I would certainly like to learn more about their multigene products, but I'm sure information will be delivered on that front this year. The PIIM construct that includes encoded flt3-ligand and antigen is truly ingenious; this is one way to overwhelm Tregs with mature dendritic cells and allow priming to occur through the expansion of dendritic cell populations. It is essentially a diversion.

The convergence of their key technologies and approaches - tissue adaptive electroporation, deep tissue applicator, intratumoral-administered treatments, multigene plasmid constructs, and improved gene expression - should facilitate cancer antigen-specific immune responses across multiple solid tumor cancers. They may even have the capacity to directly treat most visceral lesions locally using their technology.

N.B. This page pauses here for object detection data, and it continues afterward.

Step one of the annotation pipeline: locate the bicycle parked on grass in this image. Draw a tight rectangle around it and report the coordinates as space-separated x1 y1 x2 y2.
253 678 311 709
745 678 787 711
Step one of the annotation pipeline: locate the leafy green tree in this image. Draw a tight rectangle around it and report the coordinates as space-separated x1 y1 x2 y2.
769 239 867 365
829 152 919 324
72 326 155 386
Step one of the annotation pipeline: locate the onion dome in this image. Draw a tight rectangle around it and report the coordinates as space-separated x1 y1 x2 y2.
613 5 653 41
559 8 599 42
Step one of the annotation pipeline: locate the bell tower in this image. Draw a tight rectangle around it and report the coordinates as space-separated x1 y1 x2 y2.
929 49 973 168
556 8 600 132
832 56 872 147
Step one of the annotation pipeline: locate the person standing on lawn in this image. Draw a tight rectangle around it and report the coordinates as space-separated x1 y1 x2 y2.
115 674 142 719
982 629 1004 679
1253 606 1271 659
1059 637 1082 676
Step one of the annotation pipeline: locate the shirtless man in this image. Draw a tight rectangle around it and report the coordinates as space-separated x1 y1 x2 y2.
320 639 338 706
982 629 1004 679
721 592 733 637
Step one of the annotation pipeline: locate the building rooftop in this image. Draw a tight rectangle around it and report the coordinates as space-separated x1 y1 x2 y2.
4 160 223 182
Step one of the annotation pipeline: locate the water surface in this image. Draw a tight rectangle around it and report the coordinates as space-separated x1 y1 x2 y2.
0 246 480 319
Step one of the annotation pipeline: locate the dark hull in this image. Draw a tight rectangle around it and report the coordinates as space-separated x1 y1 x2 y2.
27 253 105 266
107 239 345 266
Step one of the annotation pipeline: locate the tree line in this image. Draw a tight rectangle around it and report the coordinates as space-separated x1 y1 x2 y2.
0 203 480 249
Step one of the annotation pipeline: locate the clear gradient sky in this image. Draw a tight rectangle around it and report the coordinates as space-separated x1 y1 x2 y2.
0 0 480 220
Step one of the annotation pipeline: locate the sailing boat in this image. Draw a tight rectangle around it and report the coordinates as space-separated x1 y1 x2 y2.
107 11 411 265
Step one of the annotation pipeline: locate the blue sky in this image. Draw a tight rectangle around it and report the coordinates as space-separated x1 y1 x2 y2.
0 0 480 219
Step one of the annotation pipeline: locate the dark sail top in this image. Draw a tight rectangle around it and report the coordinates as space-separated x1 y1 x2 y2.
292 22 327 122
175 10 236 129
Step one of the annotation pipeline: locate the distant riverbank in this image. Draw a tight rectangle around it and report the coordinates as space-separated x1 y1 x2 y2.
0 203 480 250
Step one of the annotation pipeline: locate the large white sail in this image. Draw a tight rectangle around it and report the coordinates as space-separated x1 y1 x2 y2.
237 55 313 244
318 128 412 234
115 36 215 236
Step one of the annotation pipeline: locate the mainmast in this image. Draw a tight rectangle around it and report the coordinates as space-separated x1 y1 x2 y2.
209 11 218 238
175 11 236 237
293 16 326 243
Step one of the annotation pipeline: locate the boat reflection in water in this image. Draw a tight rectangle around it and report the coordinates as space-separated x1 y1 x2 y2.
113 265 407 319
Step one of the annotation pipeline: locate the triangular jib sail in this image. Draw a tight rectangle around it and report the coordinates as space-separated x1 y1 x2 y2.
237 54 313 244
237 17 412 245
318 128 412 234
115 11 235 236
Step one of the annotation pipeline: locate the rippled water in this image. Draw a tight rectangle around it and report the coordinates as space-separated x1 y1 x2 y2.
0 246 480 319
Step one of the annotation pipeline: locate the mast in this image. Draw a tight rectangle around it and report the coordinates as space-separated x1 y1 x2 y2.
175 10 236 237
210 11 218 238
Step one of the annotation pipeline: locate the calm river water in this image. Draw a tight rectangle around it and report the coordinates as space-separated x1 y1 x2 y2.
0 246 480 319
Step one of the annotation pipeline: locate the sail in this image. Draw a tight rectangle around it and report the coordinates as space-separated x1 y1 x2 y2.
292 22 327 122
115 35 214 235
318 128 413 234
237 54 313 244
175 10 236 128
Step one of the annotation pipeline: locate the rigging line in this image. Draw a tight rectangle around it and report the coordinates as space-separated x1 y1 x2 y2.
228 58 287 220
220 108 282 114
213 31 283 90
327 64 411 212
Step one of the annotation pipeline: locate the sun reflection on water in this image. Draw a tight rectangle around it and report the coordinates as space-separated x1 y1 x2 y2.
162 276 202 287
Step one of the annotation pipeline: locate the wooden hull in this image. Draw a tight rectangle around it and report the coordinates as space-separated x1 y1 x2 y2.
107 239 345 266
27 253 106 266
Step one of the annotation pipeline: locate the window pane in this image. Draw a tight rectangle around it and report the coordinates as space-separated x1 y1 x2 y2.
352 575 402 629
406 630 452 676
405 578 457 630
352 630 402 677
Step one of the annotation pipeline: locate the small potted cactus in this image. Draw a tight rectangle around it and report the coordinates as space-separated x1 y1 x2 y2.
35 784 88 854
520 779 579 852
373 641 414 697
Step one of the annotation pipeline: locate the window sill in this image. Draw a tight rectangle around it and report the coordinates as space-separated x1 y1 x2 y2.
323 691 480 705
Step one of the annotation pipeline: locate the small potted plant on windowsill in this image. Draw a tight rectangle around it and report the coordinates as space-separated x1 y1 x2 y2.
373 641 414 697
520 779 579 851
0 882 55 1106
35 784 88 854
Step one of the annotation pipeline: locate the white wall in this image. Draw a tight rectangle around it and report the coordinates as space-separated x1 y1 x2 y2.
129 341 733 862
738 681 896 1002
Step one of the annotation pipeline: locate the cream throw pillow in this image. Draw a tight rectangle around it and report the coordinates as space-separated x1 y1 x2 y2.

The key to anti-PD-1 drug success is having adequate numbers of cancer antigen-specific CD8 T cells intratumorally. And cancer patients won't achieve adequate thresholds if there are too many Tregs preventing immune responses during the priming phase. I am not a medical doctor, but I spend exorbitant amounts of time researching immunotherapy; it has become an obsession. Sometimes, spectators can see more than the players on the field. Medical doctors are the skilled players, but they don't always have an opportunity to scan the entire field at any given moment. And immuno oncology is a rapidly evolving game. If there is one thing I am absolutely sure about, it is that intratumoral Tregs and Tregs in TDLs are preventing immune responses in so many of these patients who are failing anti-PD-1 therapies. Immune privileged sites and organs that require substantial immune tolerance, are locations where cancer, if found, cannot be easily eliminated by anti-PD-1 monotherapy.